Additionally, under the old lease standard the carrying value of the leased asset is written down over the life of the lease. Under Topic 842, the leased asset is no longer carried on the lessor’s books over the life of the lease. At the lease commencement date, the carrying value of the leased asset is written off and a selling profit or loss is recognized for the difference between the carrying value of the leased asset and lease receivable.  For sales-type leases, the selling profit or loss is recognized at the lease commencement date. For direct financing leases, if there is a selling loss, then it is recognized at the lease commencement date. However, if there is a selling profit, then the profit is recognized over the life of the lease.

Because the leased asset is written off at an earlier date (lease commencement date) and the lease receivable is discounted to present value, there is a likelihood that some lessors will recognize a selling loss at inception of a lease that may actually be profitable over the life of the lease.

Effective Dates of Topic 842

The effective date of Topic 842 depends on what type of entity is involved. In June 2020, as a result of the COVID-19 pandemic, FASB delayed the effective date for certain entities who had not yet adopted Topic 842.

The following table shows the effective dates by entity type:

Type of Entity

Effective Date

Public Business Entities, Certain Not-for-Profit Entities, and Employee Benefit Plans that File with the SEC

Fiscal years beginning after December 15, 2018 (Calendar 2019)

Public Not-for-Profit Entities that Had Not Issued Their Financial Statements by June 2020

Fiscal years beginning after December 15, 2019 (Calendar 2020)

Private Companies

Fiscal years beginning after December 15, 2021 (Calendar 2022)

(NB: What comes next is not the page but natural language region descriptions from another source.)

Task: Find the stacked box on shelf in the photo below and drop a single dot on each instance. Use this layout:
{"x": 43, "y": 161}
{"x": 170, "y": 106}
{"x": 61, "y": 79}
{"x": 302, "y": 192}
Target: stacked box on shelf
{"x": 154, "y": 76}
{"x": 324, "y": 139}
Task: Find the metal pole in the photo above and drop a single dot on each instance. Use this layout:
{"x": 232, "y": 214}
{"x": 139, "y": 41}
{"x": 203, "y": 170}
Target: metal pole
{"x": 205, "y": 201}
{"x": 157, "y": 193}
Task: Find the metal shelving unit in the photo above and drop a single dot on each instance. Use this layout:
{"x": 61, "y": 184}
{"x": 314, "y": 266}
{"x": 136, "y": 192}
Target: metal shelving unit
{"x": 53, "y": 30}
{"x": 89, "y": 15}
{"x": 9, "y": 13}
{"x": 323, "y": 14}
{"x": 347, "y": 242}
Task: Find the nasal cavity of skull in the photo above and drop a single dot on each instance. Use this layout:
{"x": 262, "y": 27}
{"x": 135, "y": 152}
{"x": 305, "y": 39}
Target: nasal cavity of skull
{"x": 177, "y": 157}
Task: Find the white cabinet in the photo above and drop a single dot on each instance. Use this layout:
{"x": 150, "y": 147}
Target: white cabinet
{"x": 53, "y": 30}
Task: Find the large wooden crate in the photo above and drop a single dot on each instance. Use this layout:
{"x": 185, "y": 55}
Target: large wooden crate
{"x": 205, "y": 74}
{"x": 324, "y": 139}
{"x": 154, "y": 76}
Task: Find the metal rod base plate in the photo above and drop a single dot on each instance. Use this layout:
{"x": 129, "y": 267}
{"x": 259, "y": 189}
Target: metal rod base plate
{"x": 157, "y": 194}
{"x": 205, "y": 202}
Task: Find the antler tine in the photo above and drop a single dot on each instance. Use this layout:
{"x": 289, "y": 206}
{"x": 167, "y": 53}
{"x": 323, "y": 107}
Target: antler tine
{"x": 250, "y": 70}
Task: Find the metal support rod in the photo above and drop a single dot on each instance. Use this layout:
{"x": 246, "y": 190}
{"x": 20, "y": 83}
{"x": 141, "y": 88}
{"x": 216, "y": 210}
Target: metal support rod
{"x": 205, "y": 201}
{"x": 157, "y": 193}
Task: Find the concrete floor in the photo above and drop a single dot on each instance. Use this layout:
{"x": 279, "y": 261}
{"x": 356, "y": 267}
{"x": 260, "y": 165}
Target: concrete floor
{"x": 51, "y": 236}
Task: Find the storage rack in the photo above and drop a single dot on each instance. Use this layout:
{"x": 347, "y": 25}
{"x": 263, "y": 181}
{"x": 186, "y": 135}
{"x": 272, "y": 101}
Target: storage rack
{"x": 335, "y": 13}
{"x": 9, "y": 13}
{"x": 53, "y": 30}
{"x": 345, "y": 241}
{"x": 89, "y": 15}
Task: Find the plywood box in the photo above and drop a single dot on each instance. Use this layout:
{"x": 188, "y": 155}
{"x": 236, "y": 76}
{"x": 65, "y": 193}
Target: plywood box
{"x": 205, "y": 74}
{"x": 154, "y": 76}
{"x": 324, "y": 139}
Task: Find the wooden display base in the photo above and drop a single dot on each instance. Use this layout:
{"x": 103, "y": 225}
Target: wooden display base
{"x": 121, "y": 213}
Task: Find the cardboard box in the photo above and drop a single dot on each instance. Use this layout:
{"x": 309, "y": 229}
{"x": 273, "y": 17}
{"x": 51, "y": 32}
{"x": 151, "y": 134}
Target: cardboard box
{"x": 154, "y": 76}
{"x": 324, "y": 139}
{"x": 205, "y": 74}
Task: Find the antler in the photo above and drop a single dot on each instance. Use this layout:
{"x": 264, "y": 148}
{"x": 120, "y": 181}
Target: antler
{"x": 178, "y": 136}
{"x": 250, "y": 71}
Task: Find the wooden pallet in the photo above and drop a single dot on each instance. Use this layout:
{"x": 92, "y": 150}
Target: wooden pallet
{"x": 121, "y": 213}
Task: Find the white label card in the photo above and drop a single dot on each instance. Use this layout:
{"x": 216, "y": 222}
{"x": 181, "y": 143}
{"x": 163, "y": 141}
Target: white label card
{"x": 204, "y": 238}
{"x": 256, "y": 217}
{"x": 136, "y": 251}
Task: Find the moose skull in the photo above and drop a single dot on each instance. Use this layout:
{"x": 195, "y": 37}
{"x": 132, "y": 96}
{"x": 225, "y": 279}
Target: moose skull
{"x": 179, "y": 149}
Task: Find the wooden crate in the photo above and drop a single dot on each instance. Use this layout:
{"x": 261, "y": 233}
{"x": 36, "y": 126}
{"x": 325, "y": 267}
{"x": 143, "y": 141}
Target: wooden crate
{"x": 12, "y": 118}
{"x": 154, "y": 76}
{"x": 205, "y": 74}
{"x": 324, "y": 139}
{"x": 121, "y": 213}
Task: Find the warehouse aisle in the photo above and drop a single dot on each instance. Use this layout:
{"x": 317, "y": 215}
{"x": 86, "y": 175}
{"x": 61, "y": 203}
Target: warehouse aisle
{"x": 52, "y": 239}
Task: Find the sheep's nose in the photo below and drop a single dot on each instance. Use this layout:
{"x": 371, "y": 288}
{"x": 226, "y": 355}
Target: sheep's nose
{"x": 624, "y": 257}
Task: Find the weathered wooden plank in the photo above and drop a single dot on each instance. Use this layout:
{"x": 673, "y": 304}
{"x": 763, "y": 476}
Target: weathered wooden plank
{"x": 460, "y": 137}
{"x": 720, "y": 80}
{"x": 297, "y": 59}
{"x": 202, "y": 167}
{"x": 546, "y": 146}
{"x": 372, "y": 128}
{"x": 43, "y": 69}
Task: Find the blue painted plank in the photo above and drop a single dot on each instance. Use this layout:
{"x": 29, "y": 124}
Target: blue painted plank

Planning for Adoption of Topic 842

Categorize your leases into the new classifications: Sales-type, direct financing or operating. This may require some judgment since the criteria for each classification are not as clear cut as under the old lease standard. Once the lease classifications are identified, you can then start quantifying the impact of Topic 842 on your entity’s financial statements, including the notes, and assessing if any of the changes should be communicated to the users of your financial statements.